時計鳥の茶摘み
ラウラが丘の茶園を買ったとき、村人は「一人では摘みきれない」と言った。
一人で摘むつもりはなかった。
日の出とともに、十二羽の時計鳥が充電台から飛び立つ。真鍮の嘴で柔らかな二枚葉だけを選び、背中の籠へ入れ、製茶小屋へ運ぶ。古い魔導機械なので、ときどき一羽が鐘の代わりにくしゃみのような音を出す。それでも、若葉を潰したことは一度もない。
ラウラは白い日傘の下で、焼き菓子を割った。
侯爵家の侍女だった頃、彼女の朝は鐘より早かった。夜会の裾直し、深夜の湯浴み、明け方の荷造り。黒い侍女服は今も箪笥の奥にある。膝だけが白く擦れ、袖の内側には針で刺した小さな血染みが点々と残っている。

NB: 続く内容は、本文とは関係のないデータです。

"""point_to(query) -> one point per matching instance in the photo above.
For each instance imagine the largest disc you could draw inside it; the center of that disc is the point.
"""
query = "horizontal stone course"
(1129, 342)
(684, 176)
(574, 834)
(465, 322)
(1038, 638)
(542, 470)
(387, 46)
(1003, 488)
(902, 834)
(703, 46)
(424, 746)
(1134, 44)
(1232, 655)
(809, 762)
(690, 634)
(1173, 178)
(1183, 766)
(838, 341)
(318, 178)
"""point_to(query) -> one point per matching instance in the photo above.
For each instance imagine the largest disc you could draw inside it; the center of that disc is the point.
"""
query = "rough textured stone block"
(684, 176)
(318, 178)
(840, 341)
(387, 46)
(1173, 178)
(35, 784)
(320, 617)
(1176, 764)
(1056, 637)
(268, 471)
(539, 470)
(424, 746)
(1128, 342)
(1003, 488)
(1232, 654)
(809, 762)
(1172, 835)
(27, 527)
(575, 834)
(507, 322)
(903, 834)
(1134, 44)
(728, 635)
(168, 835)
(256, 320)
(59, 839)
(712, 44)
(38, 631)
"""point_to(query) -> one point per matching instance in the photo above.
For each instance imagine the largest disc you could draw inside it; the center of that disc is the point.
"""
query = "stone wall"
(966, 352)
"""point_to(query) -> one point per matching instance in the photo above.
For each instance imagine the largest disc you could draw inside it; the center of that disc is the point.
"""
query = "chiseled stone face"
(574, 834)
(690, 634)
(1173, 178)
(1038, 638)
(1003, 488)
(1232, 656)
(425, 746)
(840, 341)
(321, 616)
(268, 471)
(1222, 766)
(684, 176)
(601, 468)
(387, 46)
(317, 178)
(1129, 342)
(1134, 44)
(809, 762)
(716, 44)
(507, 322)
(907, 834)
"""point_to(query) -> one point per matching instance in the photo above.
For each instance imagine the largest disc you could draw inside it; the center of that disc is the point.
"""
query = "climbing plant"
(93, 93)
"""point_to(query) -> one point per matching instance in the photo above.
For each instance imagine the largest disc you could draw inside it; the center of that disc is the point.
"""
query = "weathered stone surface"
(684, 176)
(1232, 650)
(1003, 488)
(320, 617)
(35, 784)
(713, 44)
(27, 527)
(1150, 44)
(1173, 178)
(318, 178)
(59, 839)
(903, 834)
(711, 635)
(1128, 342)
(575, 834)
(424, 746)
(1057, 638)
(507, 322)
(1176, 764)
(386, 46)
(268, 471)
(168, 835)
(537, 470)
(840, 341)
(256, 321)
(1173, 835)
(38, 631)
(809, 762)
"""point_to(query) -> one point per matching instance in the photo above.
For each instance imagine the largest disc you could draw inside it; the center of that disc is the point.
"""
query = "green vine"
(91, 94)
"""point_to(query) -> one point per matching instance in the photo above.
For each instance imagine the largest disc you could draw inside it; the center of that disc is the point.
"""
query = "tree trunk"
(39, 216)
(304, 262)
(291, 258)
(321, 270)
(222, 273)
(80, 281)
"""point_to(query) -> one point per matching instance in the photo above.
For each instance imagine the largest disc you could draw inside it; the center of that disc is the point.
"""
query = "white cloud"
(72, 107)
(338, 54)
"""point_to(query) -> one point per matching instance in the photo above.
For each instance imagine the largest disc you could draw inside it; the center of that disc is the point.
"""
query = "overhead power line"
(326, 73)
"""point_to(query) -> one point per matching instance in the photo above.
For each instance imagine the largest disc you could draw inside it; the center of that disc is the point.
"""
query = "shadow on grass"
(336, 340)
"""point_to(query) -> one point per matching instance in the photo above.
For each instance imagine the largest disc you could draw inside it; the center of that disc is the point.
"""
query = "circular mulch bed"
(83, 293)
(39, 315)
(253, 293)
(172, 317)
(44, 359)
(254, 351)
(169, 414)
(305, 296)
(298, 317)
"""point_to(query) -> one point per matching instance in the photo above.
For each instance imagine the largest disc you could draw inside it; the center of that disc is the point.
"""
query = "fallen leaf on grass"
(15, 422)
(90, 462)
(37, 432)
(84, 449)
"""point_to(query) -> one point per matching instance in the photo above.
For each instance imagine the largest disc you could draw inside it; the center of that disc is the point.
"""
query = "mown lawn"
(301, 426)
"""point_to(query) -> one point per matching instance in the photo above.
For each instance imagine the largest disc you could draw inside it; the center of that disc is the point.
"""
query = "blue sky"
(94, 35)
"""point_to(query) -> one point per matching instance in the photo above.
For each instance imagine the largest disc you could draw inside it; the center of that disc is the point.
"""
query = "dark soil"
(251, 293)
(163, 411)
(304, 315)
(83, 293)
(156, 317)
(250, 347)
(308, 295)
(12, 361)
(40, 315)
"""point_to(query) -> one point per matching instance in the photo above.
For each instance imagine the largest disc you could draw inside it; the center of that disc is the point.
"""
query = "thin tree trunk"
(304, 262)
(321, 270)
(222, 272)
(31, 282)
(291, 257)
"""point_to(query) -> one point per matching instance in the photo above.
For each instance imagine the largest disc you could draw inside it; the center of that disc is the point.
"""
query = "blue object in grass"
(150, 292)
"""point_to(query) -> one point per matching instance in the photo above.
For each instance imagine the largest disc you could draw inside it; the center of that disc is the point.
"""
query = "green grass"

時計鳥が最後の籠を運び込むと、製茶機が回り始めた。蒸気に青葉の匂いが混じる。
卓上の受信器に文字が浮かんだ。
《新茶四十缶、王都喫茶組合が予約購入。入金済み》
ラウラは一缶だけ自宅用に除け、残りの発送を機械へ任せた。
時計鳥には、日が高くなれば必ず止まる歯車を入れてある。収穫が残っていても、翌朝へ回すためだ。壊れるまで働く道具を作らないことが、茶園を手に入れた日に決めた最初の規則だった。茶葉にも機械にも、明日はちゃんと来る。
受信器が続けて紫色に光る。侯爵家の家令からだ。
『奥方様が新しい侍女を気に入られない。ひと月だけ戻ってほしい』
『お断りします』
『給金は以前の三倍でよい』
『以前の三倍働かされるのでしょう』
『君は主人の好みをすべて覚えている』
ラウラは笑みを消した。好みを覚えたのではない。忘れるたびに叩かれたのだ。
『今は、自分の好みを覚えるので忙しいのです』
返信を封じ、受信器の紫の灯だけ外した。
時計鳥の一羽が、試飲用の小缶を嘴で運んでくる。ラウラは淹れたての茶を白い杯へ注ぎ、砂糖を二匙入れた。侯爵夫人が「茶への侮辱」と禁じていた飲み方だ。
甘い新茶をひと口飲み、彼女は日傘を少し傾けた。午後の予定は、もう一枚、焼き菓子を食べることだけだった。